The dust has finally settled on what was one of the more exciting NBA Finals in recent memory. After the smoke cleared, the Milwaukee Bucks emerged as the champions of the 2020-21 NBA season. The coronation on Tuesday night at Fiserv Forum would likely not have happened if not for an all-in trade that landed Jrue Holiday in Milwaukee this past offseason. Coming off two straight playoff disappointments in 2019 and 2020, the Bucks cashed in everything to acquire the underrated two-way guard from the New Orleans Pelicans.
With that, let's look back at the franchise-altering deal that essentially won Milwaukee its first NBA championship in 50 years. In order to get Holiday from New Orleans, the Bucks needed to pay the steep price the Pelicans asked for their star guard. In the four-team deal also involving the Oklahoma City Thunder and Denver Nuggets, Milwaukee gave up two future first-round picks, two pick swaps, their 24th overall pick in 2020 that turned into RJ Hampton, veteran guard George Hill, and starting point guard Eric Bledsoe. In return, the Bucks received Holiday along with Sam Merrill, the last pick in the 2020 NBA Draft.
When the trade went down, some people scoffed at just how much the Bucks gave up to acquire a player who last made the All-Star team in 2013. They pretty much threw the kitchen sink deal to New Orleans, a package many believed was reserved for superstar-caliber players, not for borderline All-Stars like Jrue Holiday.
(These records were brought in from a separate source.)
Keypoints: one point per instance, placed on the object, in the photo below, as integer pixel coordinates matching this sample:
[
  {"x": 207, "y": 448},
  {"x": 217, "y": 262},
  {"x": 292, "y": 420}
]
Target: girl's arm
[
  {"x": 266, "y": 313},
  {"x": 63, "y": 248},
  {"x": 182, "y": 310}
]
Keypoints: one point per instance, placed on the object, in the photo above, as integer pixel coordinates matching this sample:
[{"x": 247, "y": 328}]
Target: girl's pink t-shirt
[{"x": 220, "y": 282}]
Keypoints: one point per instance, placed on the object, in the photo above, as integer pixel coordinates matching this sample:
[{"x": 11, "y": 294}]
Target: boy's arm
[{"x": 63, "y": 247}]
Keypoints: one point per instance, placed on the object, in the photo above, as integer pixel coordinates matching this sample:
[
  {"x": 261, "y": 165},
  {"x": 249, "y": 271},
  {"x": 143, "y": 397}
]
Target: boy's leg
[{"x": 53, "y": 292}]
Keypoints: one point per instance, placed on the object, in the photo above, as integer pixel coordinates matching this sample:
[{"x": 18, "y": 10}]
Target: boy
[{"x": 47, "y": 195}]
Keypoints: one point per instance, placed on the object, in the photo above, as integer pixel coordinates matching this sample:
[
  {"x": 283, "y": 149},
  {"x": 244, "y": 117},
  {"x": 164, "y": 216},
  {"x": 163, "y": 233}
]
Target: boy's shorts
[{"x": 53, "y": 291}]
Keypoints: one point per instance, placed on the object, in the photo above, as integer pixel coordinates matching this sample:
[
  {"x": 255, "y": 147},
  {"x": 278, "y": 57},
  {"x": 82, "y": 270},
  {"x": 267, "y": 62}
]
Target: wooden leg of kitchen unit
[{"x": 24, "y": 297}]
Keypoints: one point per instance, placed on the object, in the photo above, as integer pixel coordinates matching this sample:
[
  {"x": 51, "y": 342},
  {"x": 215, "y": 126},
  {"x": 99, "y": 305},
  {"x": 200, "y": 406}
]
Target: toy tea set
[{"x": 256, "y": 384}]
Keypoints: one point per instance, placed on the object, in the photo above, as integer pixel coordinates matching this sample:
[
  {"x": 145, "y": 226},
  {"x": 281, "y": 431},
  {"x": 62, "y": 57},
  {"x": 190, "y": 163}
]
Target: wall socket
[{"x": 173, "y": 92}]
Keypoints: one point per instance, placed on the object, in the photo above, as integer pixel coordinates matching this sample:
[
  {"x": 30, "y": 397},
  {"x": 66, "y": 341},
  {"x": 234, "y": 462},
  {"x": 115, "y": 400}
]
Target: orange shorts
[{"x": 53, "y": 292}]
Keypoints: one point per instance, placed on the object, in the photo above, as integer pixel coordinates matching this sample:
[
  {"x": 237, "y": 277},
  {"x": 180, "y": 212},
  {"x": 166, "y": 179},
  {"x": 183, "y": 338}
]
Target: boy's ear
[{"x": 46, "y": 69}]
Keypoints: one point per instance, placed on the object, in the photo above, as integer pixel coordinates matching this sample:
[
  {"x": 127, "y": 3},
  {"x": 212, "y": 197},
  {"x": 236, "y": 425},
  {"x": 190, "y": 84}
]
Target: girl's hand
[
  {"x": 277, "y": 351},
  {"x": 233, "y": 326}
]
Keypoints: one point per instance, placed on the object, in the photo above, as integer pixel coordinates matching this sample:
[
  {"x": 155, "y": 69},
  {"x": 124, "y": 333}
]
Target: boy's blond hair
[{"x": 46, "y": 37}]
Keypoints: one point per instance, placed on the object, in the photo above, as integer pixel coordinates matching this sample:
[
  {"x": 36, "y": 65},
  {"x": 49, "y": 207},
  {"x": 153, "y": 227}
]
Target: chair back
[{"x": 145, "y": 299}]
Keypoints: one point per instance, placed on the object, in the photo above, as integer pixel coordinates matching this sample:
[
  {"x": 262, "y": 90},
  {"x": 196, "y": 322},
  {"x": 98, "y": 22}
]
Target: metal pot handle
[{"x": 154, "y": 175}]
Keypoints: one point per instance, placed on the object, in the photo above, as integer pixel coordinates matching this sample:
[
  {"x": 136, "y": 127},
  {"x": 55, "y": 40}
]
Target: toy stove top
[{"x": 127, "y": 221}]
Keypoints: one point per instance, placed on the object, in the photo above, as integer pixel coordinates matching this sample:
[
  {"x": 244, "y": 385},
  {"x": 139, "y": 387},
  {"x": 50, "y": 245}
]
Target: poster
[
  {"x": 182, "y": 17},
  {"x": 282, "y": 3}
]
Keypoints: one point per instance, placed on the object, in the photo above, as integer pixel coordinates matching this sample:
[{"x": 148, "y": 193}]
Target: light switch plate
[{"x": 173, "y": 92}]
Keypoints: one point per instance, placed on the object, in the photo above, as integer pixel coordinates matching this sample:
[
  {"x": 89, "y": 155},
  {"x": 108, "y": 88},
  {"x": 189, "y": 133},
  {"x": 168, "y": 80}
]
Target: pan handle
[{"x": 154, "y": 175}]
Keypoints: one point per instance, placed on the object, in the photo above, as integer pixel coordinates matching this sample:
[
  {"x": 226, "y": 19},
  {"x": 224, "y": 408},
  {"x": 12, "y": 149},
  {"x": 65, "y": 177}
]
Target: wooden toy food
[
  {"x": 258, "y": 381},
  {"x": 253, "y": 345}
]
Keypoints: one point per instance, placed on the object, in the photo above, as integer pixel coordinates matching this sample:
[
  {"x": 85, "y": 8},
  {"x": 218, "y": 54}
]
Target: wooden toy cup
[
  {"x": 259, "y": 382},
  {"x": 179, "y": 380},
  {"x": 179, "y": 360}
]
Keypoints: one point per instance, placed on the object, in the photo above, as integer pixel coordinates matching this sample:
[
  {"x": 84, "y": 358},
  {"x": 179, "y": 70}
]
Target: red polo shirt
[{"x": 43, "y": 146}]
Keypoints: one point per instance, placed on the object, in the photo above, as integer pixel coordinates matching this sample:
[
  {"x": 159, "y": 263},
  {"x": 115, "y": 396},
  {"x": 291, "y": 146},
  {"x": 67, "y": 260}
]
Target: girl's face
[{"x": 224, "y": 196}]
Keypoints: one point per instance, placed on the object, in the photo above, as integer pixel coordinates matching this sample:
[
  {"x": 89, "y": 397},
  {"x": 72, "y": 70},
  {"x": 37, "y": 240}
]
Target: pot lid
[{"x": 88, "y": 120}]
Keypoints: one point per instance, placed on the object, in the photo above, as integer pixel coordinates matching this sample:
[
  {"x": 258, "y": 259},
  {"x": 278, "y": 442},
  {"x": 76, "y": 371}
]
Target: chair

Nevertheless, the Bucks viewed Holiday as their “missing piece.” They saw the 6-foot-4 guard as the guy who would form their formidable Big Three with Giannis Antetokounmpo and Khris Middleton.
In addition, Holiday was also seen as a massive upgrade from Eric Bledsoe, who was largely disappointing in their past two playoff runs. The one-time All-Star is one of the best perimeter defenders in the NBA and brought another capable playmaker and shot creator to the Bucks.
From the moment he stepped foot in Milwaukee, Jrue Holiday felt this group had a chance to accomplish something special:
“I want a chance to put a ring on my finger,” Holiday said at the time when the deal went down in December, via The Associated Press. “I feel like you can see it in their eyes, that they want that too.”
Milwaukee did not dominate the regular season like it did the last couple of years. Giannis Antetokounmpo did not get love for MVP. The Bucks sort of flew under the radar over the course of the season. Perhaps a lot of it had to do with their two disappointing playoff exits the last couple of years. But, somehow, with Holiday now in the fray, it felt like they were more equipped for a real chance at a championship run this time around.
Holiday certainly proved his worth in the playoffs. Most importantly, he proved that the hefty price the Bucks gave up for him was all worth it. Sure, there were times when Holiday struggled mightily to put the ball in the basket. That even happened in the title-clinching win in Game 6 in which Holiday shot just 4-of-19 from the field. He shot 4-of-20 in the Game 4.
Nonetheless, despite his shooting woes throughout the playoffs, Jrue Holiday never hung his head and let it affect his game overall. He remained aggressive and continued to play the game the right way. Even if his shot wasn't going down, he still offered positives on the offensive end with his timely playmaking, setting up his teammates for easier shots.
Most importantly, Holiday continued to play tenacious championship-level defense throughout the postseason. From Kevin Durant in the second round to Trae Young in the Eastern Conference Finals to Devin Booker and Chris Paul in the championship round, Holiday's defense against those elite offensive talents became one of the reasons why Milwaukee can finally call itself a city of champions once again.
So, yes, the Bucks paid the most premium price to land Jrue Holiday. But that got them the most premium of rewards: basketball immortality with a championship.